Escusado será dizer da minha alegria quando meu pai me deu o cão.

 

Minha mãe, porém, desde algumas asneiras que tinham sido feitas pelo Max, estabelecera como lei que os cães nunca mais poderiam aceder aos andares superiores da casa pelo que se deveriam limitar ao quintal e ao rés-do-chão. Assim, o novo Tatu – nome que entendi dever dar-lhe em homenagem ao velho amigo que já desaparecera e dada a sua semelhança com ele – depois de educado limitava-se a tentadoramente colocar a pata no primeiro degrau que levava ao primeiro andar mas mais não fazia nem que o chamassem.

 

Um dia, estando sentado num banco do jardim do parque, o Tatu, que andava às correrias por ali, resolveu saltar para o banco e sentar-se ao meu lado. Só que, com tão pouca sorte o fez que entalou uma das patas dianteiras entre as tábuas do banco e depois não conseguiu tirá-la pelo que começou a ganir de dor com o esforço que fazia.

 

Sem pensar e apenas tentando resolver a situação do meu pequeno cachorro, debrucei-me sobre a pata entalada e rodei-lha um pouco para que ele a pudesse tirar.
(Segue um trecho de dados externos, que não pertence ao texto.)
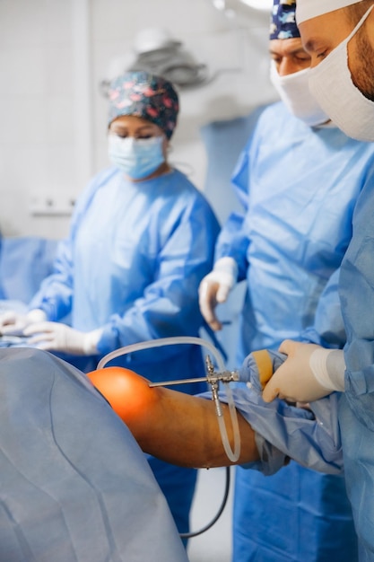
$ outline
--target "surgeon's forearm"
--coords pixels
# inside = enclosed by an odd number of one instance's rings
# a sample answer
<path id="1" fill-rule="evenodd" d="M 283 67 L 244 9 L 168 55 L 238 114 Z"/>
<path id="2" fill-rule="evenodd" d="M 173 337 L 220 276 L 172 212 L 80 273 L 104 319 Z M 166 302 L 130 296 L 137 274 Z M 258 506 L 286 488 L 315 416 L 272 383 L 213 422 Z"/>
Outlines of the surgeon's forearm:
<path id="1" fill-rule="evenodd" d="M 154 388 L 157 400 L 136 423 L 127 423 L 144 452 L 185 467 L 228 466 L 222 443 L 215 406 L 212 400 L 165 388 Z M 222 405 L 229 440 L 233 448 L 233 432 L 229 408 Z M 134 420 L 133 420 L 134 421 Z M 237 464 L 259 459 L 255 432 L 238 412 L 241 453 Z"/>

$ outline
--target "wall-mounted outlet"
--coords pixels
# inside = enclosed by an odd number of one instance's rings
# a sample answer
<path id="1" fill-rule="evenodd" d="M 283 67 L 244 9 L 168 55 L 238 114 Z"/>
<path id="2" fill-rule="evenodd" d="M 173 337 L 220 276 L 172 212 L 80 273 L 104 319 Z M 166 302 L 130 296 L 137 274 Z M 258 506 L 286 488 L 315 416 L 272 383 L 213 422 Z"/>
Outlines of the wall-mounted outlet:
<path id="1" fill-rule="evenodd" d="M 34 215 L 63 216 L 73 212 L 75 198 L 73 196 L 34 194 L 30 202 L 30 212 Z"/>

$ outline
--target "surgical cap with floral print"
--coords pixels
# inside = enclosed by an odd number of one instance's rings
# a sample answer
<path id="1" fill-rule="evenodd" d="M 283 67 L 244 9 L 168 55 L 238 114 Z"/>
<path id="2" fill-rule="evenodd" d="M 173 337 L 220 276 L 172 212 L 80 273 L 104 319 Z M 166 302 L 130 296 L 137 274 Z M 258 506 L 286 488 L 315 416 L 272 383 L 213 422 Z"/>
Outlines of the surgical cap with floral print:
<path id="1" fill-rule="evenodd" d="M 133 115 L 154 123 L 171 137 L 179 110 L 174 86 L 144 71 L 130 71 L 117 76 L 109 85 L 109 125 L 122 115 Z"/>

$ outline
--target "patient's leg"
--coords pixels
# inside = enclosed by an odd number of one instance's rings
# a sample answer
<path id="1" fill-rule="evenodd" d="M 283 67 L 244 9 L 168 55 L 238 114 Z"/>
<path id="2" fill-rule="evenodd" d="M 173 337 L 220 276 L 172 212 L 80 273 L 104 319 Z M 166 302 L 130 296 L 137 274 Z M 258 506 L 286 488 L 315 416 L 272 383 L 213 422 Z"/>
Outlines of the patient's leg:
<path id="1" fill-rule="evenodd" d="M 129 427 L 144 452 L 185 467 L 228 466 L 213 400 L 163 387 L 127 369 L 108 367 L 88 374 Z M 229 407 L 222 404 L 227 432 L 233 447 Z M 238 412 L 241 452 L 236 464 L 259 459 L 255 432 Z"/>

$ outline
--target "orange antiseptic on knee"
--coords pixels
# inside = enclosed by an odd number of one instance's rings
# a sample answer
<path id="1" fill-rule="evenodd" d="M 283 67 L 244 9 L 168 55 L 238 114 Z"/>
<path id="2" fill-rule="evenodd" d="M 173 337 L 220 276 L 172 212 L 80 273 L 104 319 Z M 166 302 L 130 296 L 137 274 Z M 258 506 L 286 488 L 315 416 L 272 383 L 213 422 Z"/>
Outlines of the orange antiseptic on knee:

Nessa operação de socorro devo tê-lo magoado um pouco pelo que, instintivamente, ao mesmo lempo que lhe libertava a pata, ele. em pura acção de defesa e obedecendo, como seria de esperar, ao seu instinto animal, mordeu-me na orelha esquerda pondo-a a sangrar.

 

Nessa altura e não obstante a dor que sentia na orelha ferida, que o Tatu, manifestamente aftito se apressou logo a começar a lamber, limpando o sangue e desinfectando-me a ferida que me causara, quase ameaçando comer-ma, não obstante a dor que sentira e a minha pequena idade recordo-me de me ter começado a rir com mais pena do cão do que de mim próprio.

 

Durante todo esse dia fui cumulado de atenções pelo meu amigo de quatro patas que, não se cansando de me pedir desculpa através do seu olhar meigo e verdadeiramente contristado, e, sempre que podia, dava-me uma nova lambidela na orelha que me ferira o que me fez sentir o seu verdadeiro arrependimento pelo que fizera a par da sua enorme preocupação e assumindo em tudo atitudes e sentimentos que habitualmente julgamos serem só apanágio dos humanos o que não será verdade!

 

Cêdo, porém a ferida sarou – a saliva dos cães terá esse poder desinfectante e curativo – e o incidente foi por ambos esquecido muito embora, pelo que me lembro, nunca mais o tivesse visto a saltar para cima de qualquer banco semelhante àquele que o magoara.

 

E assim ia decorrendo a nossa vida entre as brincadeiras próprias da nossa mútua juventude. Uma manhã, porém, completamente ao contrário do que seria habitual, acordei sentindo que algo me soprava no pescoço e me fazia cócegas no rosto. Era o Tatu que, desobedecendo pela primeira e única, como depois se veio infelizmente a comprovar, vez à proibição que escrupulosamente respeitara até aí de nunca subir ao primeiro andar, me viera acordar o que fazia pela primeira vez pelo que foi imediatamente corrido pelas escadas abaixo.

 

Horas depois vieram dizer-me que fora mortalmente atropelado por uma camioneta, na estada nacional, do outro lado da estação, cujo motorista, para não ser responsdabilizado, havia fugido nunca tendo sido localizado a despeito dos esforços que todos fizémos nesse sentido.

 

Até  hoje que esta dúvida me persegue: - será que o Tatu, pressentindo a sua própria morte, quis vir despedir-se de mim?

 

Resta-me a eterna dúvida e a permanente saudade que a sua lembrança sempre me tropuxe, traz e sei que trará...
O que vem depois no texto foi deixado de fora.